Chair Grijalva: Administration Delays and Incompetence Cost Puerto Rican Lives, and Finally Approving Overdue Assistance is No Triumph
Washington, D.C. – Chair Raúl M. Grijalva (D-Ariz.) said today ahead of the administration’s expected 9:30 a.m. Eastern time press conference in Puerto Rico to announce the release of a formerly withheld round of disaster aid that four years of Trump administration abuse and neglect have caused preventable deaths in Puerto Rico, and today’s announcement will not erase Puerto Rican memories of how the president has treated the island and its people.
“President Trump talks about Puerto Rico like an unwanted colony full of people he thinks are dirty and not worth helping,” Grijalva said today. “It will take years for Puerto Rico to repair the unnecessary harm this president and his incompetent assistants have caused the Puerto Rican people, and they won’t forget it.
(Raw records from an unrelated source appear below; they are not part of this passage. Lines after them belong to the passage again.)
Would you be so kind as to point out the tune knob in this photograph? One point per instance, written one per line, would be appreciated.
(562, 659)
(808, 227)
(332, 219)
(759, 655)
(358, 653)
My focus now is working with Puerto Rican organizations, community groups, and the private sector to ensure the island receives the support it deserves and needs to rebuild.”
The Natural Resources Committee is holding a hearing on alternatives to Puerto Rico’s current political status on Sept. 25.
Trump has repeatedly insulted the people of Puerto Rico by suggesting he might trade the island after the devastation caused by hurricanes Irma and Maria, setting intentionally unachievable requirements for the disbursement of hurricane-related federal disaster aid, blocking federal assistance for ongoing earthquakes, and calling Puerto Ricans “dirty” and “poor.”
The Trump administration’s irresponsible decision to withhold Hurricane Maria disaster aid for Puerto Rico has restricted the island’s ability to rebuild its infrastructure. The Puerto Rico Electric Power Authority has sought meaningful federal assistance to rebuild its now unreliable energy grid for years. Hospitals, roads, and homes have been left without power due to Trump administration negligence, causing countless Puerto Rican families to leave the island for a better quality of life. Local business have closed and investors have prioritized opportunities elsewhere, creating a spiral that will now take years to reverse even in the best circumstances.